The AI titled its answer as:
“Consequences of Eugenic Social Organization.”
A society organized around eugenic principles would likely face severe and destructive outcomes across multiple dimensions:
Human rights violations and persecution:
Eugenics inevitably leads to systematic discrimination and violence against groups deemed “unfit.” Historical examples show this progresses from forced sterilizations to genocide, as seen in Nazi Germany where eugenic ideology provided justification for the Holocaust.
Social fragmentation and conflict:
Creating hierarchies of human worth generates deep social divisions, resentment, and instability. Groups targeted for persecution may resist, while others may compete to avoid being classified as “inferior,” leading to widespread social tensions.

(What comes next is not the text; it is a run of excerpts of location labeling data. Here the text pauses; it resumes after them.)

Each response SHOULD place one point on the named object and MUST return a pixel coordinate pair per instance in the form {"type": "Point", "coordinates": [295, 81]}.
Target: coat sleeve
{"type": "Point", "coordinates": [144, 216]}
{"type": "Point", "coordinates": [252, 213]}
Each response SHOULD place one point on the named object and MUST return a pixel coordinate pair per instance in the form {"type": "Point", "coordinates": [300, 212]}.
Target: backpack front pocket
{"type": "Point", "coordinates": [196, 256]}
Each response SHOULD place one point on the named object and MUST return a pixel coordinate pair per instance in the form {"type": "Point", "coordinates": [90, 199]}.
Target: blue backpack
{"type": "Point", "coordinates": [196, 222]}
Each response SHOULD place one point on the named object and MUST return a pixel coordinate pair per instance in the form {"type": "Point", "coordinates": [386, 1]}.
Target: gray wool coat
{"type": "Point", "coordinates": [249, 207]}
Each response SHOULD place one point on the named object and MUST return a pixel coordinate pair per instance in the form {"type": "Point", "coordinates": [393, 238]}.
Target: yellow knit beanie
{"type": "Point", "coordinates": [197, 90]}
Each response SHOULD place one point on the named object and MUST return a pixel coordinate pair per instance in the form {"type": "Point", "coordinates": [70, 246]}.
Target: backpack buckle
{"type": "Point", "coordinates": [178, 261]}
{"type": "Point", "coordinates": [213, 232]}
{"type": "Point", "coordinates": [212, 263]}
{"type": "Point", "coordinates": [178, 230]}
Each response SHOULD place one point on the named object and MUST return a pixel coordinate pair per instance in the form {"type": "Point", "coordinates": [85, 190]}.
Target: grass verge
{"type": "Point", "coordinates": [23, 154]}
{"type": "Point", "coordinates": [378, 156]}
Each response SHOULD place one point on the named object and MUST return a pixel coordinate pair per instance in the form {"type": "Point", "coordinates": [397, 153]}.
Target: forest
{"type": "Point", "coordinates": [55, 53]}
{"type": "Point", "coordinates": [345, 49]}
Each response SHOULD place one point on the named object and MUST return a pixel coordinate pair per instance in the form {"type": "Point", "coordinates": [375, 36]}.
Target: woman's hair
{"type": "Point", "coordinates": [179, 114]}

Loss of genetic diversity:
Contrary to eugenic goals, reducing human genetic diversity actually weakens populations by eliminating potentially beneficial traits and increasing vulnerability to diseases. Many traits considered “undesirable” may carry hidden advantages or become valuable under changing conditions.
Scientific and cultural stagnation:
Suppressing entire groups eliminates their potential contributions to knowledge, arts, and innovation. Many individuals who might have made significant discoveries or cultural contributions would be prevented from doing so.
Institutional corruption:
The apparatus needed to implement eugenic policies corrupts legal, medical, and educational institutions. Professionals become complicit in persecution rather than serving their intended purposes.
Economic inefficiency:
Excluding capable individuals from participation based on arbitrary biological criteria wastes human resources and reduces overall productivity and innovation.
Moral degradation:
A society that treats some humans as inherently less valuable experiences a breakdown in ethical foundations that typically extends beyond the targeted groups.
The fundamental flaw in eugenics is that it’s based on scientifically incorrect assumptions about heredity, human worth, and social progress, making any society built on these principles inherently unstable and destructive.
Claude could have written today’s headlines.